What They Know

Imagine what someone could do, of they could read your mind. They wouldn't need to hack computers, to infiltrate organisations to get information. They'd just have to walk past someone important in the street and they'd know. That's why mind readers all over England are hunted down and given a choice. Join the agency that finds and recruits people like you, or spend your life running from death.

Unwilling to join the agency, new mind reader, sixteen year old Amber finds herself thrust into an underworld of mind readers, all on the run, all trying to fight the agency; but as Ambers gets deeper and deeper into this world, she begins to wonder if they agency are right after all.

PLEASE NOTE: For Americans, I am English and therefore use English spellings. There are a lot of words I will write differently, so if you see an unfamiliar spelling more than once, it's probably the English version.


5. The Second Inspector

  The second part of that original really long chapter, part three to come. Sorry this isn't of the highest quality. I just wanted to get it written.


 Another traffic light blinks amber, then red; and with it, the last of Felix's hope flickers and dies. Over the last half hour, his eyes have grown more panicked, his face redder. His hands, white knuckled and tense in his lap, began still, but now shake violently and uncontrollably. His lips have been pursed tightly. The only words he has uttered aloud since entering the taxi are the destination he wishes to reach, the address of a small private school. Aloud. In his head, a war is waged.

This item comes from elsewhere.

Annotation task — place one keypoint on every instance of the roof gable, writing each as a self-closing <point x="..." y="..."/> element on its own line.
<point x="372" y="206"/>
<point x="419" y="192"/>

   "Felix. Am I wrong to think you have stopped again?" The voice he hears is icy.
   "I can't control the traffic Ana." Felix pleads silently. If he fails them. If he doesn't get the boy for Ana before Brown gets to him, he'll pay. Anderson, Ana, they'll hunt him, they'll hurt him. Unless Brown finds him first. Yet what can he do? Around him, a sea of cars stretches in metallic metal waves, a symphony of car horns raging uselessly against the queue. 

   "Felix." Her soft whispers echo around his skull, layer upon layer. "We don't have an alternative option. He went into the school five minutes ago. If he gets to the boy before we do, we'll have you go into the agency to get him."

   "Suicide. Breaking in there, that's a suicide mission." 

   "Yes." There's no remorse in that voice. She'll do it. She'll make him go, unless...

   One hand fumbles blindly at the handle of the taxi's passenger door, the other scrabbling at his seatbelt. 

   "Oi mate!" The taxi driver looks round nervously. "What are you doing. Felix has his seatbelt undone now, Ana's voice in his head urging him on. 

   "You might catch him if you run."

   "Hey what the hell." The taxi driver turns, panicked, in his seat, as Felix stumbles from the door into the midst of the traffic jam, tripping over his own feet as he rushes for your pavement, ignoring the taxi driver resolutely.

   "Mate you haven't even paid your fare." The driver yells as the small, fat figure hurtles down the pavement, muttering to himself rapidly. The driver only shakes his head. "Great. Bloody great. I get all the nut jobs."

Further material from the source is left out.